Deux autres sites reprennent l'information dans la foulée, ils sont ouvertement consacrés à des sujets ésotériques, occultes, sur l'Histoire parallèle, les complots des élites, etc. Ils publient la même chose, avec les mêmes illustrations, et avec même une nouvelle erreur dans l'intitulé. Cette fois les hommes sont pétrifiés (au lieu d'être terrifiés) par les femmes intelligentes.

Et puis, deux ans plus tard, arrive le blog Esprit Science Métaphysique, qui “réchauffe” la news, qui avait pourtant déjà connu son quart-d'heure de célébrité deux ans plus tôt. Et se contente d'une traduction française de l'article de BBN Networks.

Mais non seulement il reprend donc les outrances verbales de ses prédécesseurs, en écrivant par exemple, “Oui, la science a enfin confirmé ce dont nous nous doutions tous depuis longtemps: les hommes trouvent les femmes intelligentes effrayantes”, mais il propose aussi un titre définitif, en reprenant cette idée de “la science qui confirme”, comme si c'était la communauté scientifique dans son entièreté qui s'était accordée sur cette observation. Et comme si cette observation concernait tous les hommes, et toutes les femmes.
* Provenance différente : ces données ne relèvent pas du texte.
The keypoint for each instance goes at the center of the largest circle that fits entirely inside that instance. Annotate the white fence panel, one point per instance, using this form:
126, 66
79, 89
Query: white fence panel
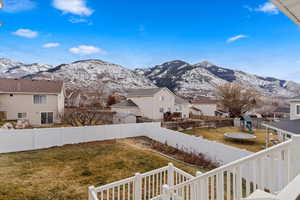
22, 140
46, 138
213, 150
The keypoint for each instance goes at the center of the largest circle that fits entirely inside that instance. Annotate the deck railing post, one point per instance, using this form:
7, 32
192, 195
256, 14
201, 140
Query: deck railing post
171, 174
294, 160
138, 186
166, 194
196, 187
91, 189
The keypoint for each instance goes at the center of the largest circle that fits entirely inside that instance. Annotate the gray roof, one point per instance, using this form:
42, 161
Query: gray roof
179, 100
126, 103
143, 92
292, 126
282, 110
295, 98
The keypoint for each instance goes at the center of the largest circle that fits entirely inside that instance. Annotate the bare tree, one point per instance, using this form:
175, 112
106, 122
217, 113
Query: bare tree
82, 117
237, 99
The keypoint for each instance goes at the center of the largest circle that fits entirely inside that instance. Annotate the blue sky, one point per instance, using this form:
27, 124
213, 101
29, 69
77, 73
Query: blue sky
241, 34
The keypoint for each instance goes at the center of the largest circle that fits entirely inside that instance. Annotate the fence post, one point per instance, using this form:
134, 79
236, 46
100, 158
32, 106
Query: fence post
294, 160
138, 186
170, 174
91, 190
166, 195
196, 188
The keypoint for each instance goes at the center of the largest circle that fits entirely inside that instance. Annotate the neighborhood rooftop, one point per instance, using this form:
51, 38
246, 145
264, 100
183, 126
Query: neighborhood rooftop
126, 103
291, 126
143, 92
205, 101
179, 100
8, 85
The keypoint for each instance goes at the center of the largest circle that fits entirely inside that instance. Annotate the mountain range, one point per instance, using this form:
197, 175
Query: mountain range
189, 80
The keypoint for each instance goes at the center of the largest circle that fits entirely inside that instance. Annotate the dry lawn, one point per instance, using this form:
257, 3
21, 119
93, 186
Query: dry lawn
218, 135
64, 173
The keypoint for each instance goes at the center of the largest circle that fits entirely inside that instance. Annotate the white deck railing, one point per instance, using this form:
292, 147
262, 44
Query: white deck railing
141, 186
266, 170
269, 170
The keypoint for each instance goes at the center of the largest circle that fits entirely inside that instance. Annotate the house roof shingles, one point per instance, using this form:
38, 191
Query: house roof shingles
205, 101
143, 92
292, 126
282, 110
179, 100
8, 85
126, 103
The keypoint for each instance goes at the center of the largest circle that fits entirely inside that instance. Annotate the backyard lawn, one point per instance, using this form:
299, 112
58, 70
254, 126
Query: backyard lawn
64, 173
218, 135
C'est ce qu'on appelle une essentialisation, les hommes sont comme-ci, les femmes sont comme ça, et ce de toute éternité, c'est dans leur nature…

Et puis Esprit Science Métaphysique ajoute une particularité, cette image d'un beau visage de femme avec la reprise du titre de l'article, exactement le genre d'image-citation qui se répand et se partage en quelques clics sur les réseaux sociaux.

On notera d'ailleurs l'évolution des images choisies en illustration de tous ces articles. Une illustration de speed-dating pour The Independent, une femme ingénieure pour Thrillist, une femme au bras d'un homme pour le BBN Networks et enfin, deux ans plus tard, un portrait dessiné de femme fatale, “face caméra”.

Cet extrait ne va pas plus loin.